Understanding Redis Locks: setnx, RedLock, Redisson and Best Practices
This article explains how Redis locking works, covering the setnx command, the importance of using unique values, atomic unlock via Lua scripts, the Redisson client features, and the RedLock distributed algorithm, while highlighting common pitfalls and practical recommendations.

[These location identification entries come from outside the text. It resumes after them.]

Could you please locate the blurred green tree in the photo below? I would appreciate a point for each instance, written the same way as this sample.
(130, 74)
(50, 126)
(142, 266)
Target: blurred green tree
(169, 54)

Redis locks are a common technique for ensuring mutual exclusion in distributed systems. The article starts by clarifying that the term setnx usually refers to using the SET command with the NX option, not the deprecated SETNX command, and shows the full syntax:
SET key value [EX seconds|PX milliseconds] [NX|XX] [KEEPTTL]Because a lock can be accidentally released by a process that crashes, a timeout (e.g., PX 30000 ) is set to automatically free the lock. However, simply using SETNX does not guarantee safety; the value stored with the lock should be a unique identifier (UUID or client ID) so that only the owner can release it.

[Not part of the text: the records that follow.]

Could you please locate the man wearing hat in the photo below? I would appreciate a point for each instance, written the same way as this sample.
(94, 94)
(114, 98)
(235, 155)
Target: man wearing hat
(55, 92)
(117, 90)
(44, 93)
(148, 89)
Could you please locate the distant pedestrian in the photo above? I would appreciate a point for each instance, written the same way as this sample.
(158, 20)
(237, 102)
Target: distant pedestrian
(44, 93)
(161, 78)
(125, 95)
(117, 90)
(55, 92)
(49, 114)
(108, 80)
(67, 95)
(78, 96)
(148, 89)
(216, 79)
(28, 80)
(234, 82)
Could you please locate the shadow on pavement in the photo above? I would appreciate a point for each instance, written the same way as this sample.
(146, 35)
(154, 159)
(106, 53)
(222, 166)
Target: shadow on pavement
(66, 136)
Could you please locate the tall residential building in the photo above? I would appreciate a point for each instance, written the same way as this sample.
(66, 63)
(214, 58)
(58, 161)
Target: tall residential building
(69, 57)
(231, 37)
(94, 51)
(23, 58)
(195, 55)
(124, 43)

The article provides pseudo‑code for acquiring and releasing a lock safely:
String uuid = xxxx;
// acquire lock
set Test uuid NX PX 3000
try {
// business logic
} finally {
// unlock only if the value matches
if (uuid.equals(redisTool.get('Test'))) {
redisTool.del('Test');
}
}Since GET and DEL are not atomic, the author recommends using a Lua script to perform the check‑and‑delete in a single Redis command, guaranteeing atomicity:
if redis.call('get', KEYS[1]) == ARGV[1] then
return redis.call('del', KEYS[1])
else
return 0
endRedisson, a Java Redis client, abstracts these details and offers high‑level lock APIs such as RedissonLock and RedissonRedLock . It implements lock acquisition and release via Lua scripts, supports re‑entrancy, and integrates with various Redis deployment modes (single node, master‑slave, sentinel, cluster).
The article then introduces the RedLock algorithm, an official Redis distributed lock design that requires a majority of independent Redis instances (N/2+1) to acquire the lock within a timeout. It outlines the steps: request locks sequentially, skip nodes that exceed the timeout, consider the lock successful if a majority succeed before the lock’s TTL expires, and release the lock on all nodes.
Finally, the author emphasizes that no lock implementation can guarantee 100 % reliability; developers should combine proper lock usage with fallback mechanisms and understand the trade‑offs of each approach.